Kartiack, entre Bois sacré et business
Des centaines de jeunes du village de Kartiack ont répondu, samedi, à l’appel du Bois sacré, trente-trois ans après la dernière édition. Mais sur place, le business n'est pas en reste.
Il était presque 17 heures à Diatoumboune. Un quartier parmi les six que compte le village de Kartiack. Un tonnerre de coups de fusils artisanaux déchire le ciel. Debout, un peu isolées, des centaines de femmes, larmes aux yeux pour certaines, observent, impuissantes, la scène. Ultime étape avant le départ dans le Bois sacré. Les futurs initiés, entre regards anxieux, torses nus et crânes rasés, sont rassemblés tour à tour, par petits groupes, près d’une mosquée épuisée par le poids de l’âge et trahie par des travaux jamais bouclés, pour une ultime prière, au rythme de chants et danses.
Non loin, des initiés d’autres localités appelés «Adjankarour» - lesquels, à l’occasion, servent de facilitateurs dans l’organisation, de porteurs de repas ou d’eau, où chargés de missions dans le Bois sacré - chantent et dansent, ironisent et se moquent des jeunes filles et de leurs mamans. Celles-ci doivent d’un moment à l’autre se séparer de leurs enfants, neveux ou frères dans un mouvement d’ensemble où personne ne disposera de temps pour dire au revoir à l’autre.
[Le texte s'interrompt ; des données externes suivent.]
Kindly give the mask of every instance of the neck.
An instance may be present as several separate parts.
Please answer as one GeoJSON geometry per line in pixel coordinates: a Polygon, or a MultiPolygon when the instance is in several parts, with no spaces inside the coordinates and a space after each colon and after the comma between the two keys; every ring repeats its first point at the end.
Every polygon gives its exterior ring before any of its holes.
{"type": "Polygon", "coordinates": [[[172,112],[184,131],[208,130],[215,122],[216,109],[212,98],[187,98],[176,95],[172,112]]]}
Quelques mots d’usage, consignes et recommandations, une dernière prière pour certains et le signal est donné.
Il est 17 heures passées lorsque prend fin le rituel consacré à cette dernière phase avant l’appel du Bois sacré. Tout est accompli. «Nioulonioulou bane» en langue diola. Les coups de fusils tonnent de plus belle dans une surenchère mystique d’adultes et de jeunes déjà initiés ceints de talismans protecteurs. Certains démontrent, pour une dernière fois, leur invulnérabilité en se lacérant le corps à l’arme blanche, au son de la flûte. La clameur monte. Puis le «cortège» prend la direction du Bois sacré pour un moment de réclusion initiatique dont la durée n’a jusque-là pas été révélée...
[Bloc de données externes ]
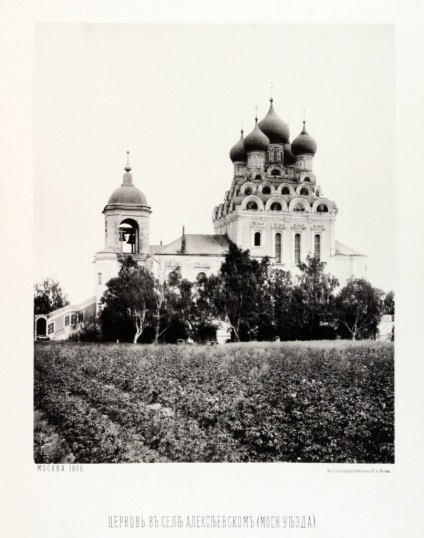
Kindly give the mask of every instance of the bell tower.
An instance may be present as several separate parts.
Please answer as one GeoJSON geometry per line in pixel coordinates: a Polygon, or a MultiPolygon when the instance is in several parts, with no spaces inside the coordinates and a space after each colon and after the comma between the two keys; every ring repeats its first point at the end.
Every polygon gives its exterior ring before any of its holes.
{"type": "Polygon", "coordinates": [[[94,256],[95,290],[99,303],[106,282],[118,275],[119,260],[131,255],[144,263],[149,254],[149,220],[151,210],[146,197],[133,184],[129,151],[120,187],[111,194],[105,216],[105,247],[94,256]]]}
Entre festin, rituel et affaires
A Kartiack, ce samedi, des milliers de personnes d'horizons divers ont assisté à l’entrée des jeunes garçons dans le Bois sacré de ce village d'environ 4000 âmes et devenu trop étroit. Entre vendredi et samedi, trouver où dormir relevait d’un véritable calvaire. Des abris provisoires mis en place un peu partout dans le village pour accueillir les hôtes ne pouvaient pas contenir les populations obligées - pour bon nombre - de passer la nuit à la belle étoile.
Le «Boukout» en milieu diola est l’événement le plus festif. A l’occasion, des centaines de bœufs ont été tués. Une partie de la viande est distribuée aux parents et amis venus de partout, une autre servant pour les repas. Le temps d’un week-end, le principal axe routier (Boucle du Boulouf) du village s’est transformé en centre d’affaires où se sont côtoyés marchands, acheteurs, badauds, le tout dans une ambiance agrémentée par des klaxons assourdissants de véhicules et motocycles.
«On se croirait au marché Sandaga», lance un passant. «Je ne reconnais pas mon village», avoue Mamadou Lamine Badji, le directeur de la rédaction du quotidien EnQuête, trouvé dans la demeure familiale. C'est vrai qu'il n'y a pas mis les pieds depuis belle lurette. Le jeune Pape Diarra, comme la plupart des vendeurs établis à Kartiack, est venu de Bignona, installé ici pour trois voire quatre jours afin d'écouler sa friperie. «Je rends grâce à Dieu. Les affaires marchent bien. Je suis arrivé hier (vendredi) et en moins de 24 heures, j’ai pu gagner un peu plus de 15 000 francs Cfa.» Sur place, on trouve toutes sortes de spéculations. Comme le gasoil. Un coin est même aménagé pour servir de temple aux disciples de Bacchus, aux SDF et aux noctambules.